Benchmarks finished in the green propelled by a modest rally in the materials and the energy sectors on Tuesday. The Dow Jones logged a new closing high yesterday. Alcoa was the first Dow company to kick off the earnings season. Meanwhile, China’s consumer price index declined in the month of March. Federal Reserve is scheduled to release its minutes of its latest meeting on Wednesday. The materials sector was the biggest gainer among the S&P 500 industry groups whereas utilities stocks were the major loser.
The Dow Jones Industrial Average (:DJI) gained 0.4% to close the day at 14,673.46. The S&P 500 added 0.4% to finish yesterday’s trading session at 1,568.61. The tech-laden Nasdaq Composite Index inched up 0.5% to end at 3,237.86. The fear-gauge CBOE Volatility Index (:VIX) fell 2.7% to settle at 12.84. Consolidated volumes on the New York Stock Exchange, American Stock Exchange and Nasdaq were roughly 5.71 billion shares, significantly lower than 2012’s daily average of 6.45 billion shares. Advancing stocks outnumbered the decliners. For the 59% that advanced, 37% declined.
Alcoa Inc (NYSE:AA) reported its first quarter results after the close of markets on Monday. The first Dow company to post results, Alcoa’s profits came in above the Street’s estimate due to increase in demand from aircraft and car manufacturers. But revenue fell short of expectations. Shares of the company remained unchanged yesterday. According to Thomson Reuters data, profits of S&P 500 companies are expected to increase by 1.5% from the same quarter a year ago. Banking major JPMorgan Chase & Co. (NYSE:JPM) and Wells Fargo & Co (NYSE:WFC) are scheduled to report quarterly results on Friday.

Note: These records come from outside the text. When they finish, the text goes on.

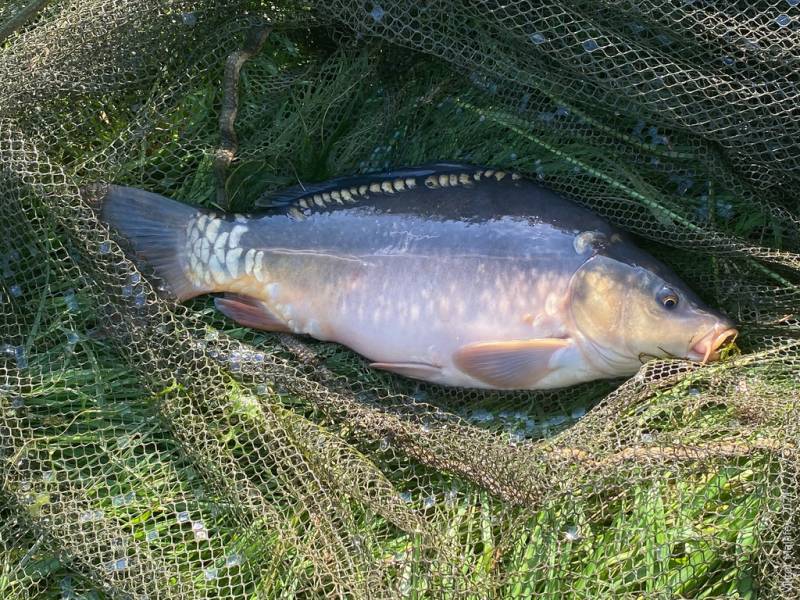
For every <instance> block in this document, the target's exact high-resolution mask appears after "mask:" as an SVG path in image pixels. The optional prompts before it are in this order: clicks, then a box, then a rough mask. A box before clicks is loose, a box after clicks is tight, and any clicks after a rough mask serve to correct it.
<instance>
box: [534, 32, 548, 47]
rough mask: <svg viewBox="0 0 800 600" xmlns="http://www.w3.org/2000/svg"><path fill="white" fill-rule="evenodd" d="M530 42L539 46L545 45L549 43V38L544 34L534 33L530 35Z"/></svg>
mask: <svg viewBox="0 0 800 600" xmlns="http://www.w3.org/2000/svg"><path fill="white" fill-rule="evenodd" d="M530 40H531V42H533V43H534V44H536V45H537V46H538V45H539V44H544V43H545V42H546V41H547V38H546V37H545V36H544V34H543V33H540V32H538V31H537V32H536V33H532V34H531V35H530Z"/></svg>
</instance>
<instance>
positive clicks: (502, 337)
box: [99, 163, 738, 390]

On the international front, China’s consumer price index declined to 2.1% in March from February’s figure of 3.2%. The country was experiencing annual inflation of nearly 4% a year earlier. But producer price deflation has increased. Sun Junwei, China economist at HSBC in Beijing said: “We think the inflation outlook remains benign. If you look at the overall demand picture, China is recovering but the pace is still very gradual which means inflation is not a near-term concern.”
On the home front, the U.S. Census Bureau reported wholesale inventories numbers on Tuesday. According to the report, wholesale inventories posted it biggest decline in nearly one and half years in February. Wholesale inventories fell 0.3% from the revised January’s figure of 0.8%. This was in contrast to the consensus estimate of an increase of 0.5%. Inventories of computer and computer peripheral equipment and software edged up 2.2% from the previous month. Inventories of farm product raw materials declined 5.7% from last month and inventories of drugs and druggists' sundries decreased 3.0%.
Utilities stocks were the major loser among the S&P 500 industry groups and the Utilities SPDR (XLU) lost 0.3%. Stocks such as Duke Energy Corp (NYSE:DUK), Dominion Resources, Inc. (NYSE:D), NextEra Energy, Inc. (NYSE:NEE), The Southern Company (NYSE:SO) and El Paso Electric Company (NYSE:EE) fell 0.5%, 0.4%, 0.9%, 0.4% and 1.3%, respectively.
The materials sector was the biggest gainer among the S&P 500 industry groups and the Materials Select Sector SPDR (XLB) gained 1.2%. Stocks such as E I Du Pont De Nemours And Co (NYSE:DD), The Dow Chemical Company (NYSE:DOW), Monsanto Company (NYSE:MON), American Vanguard Corp. (NYSE:AVD) and 3M Co (NYSE:MMM) added 0.9%, 2.5%, 0.1%, 1.0% and 0.2%, respectively.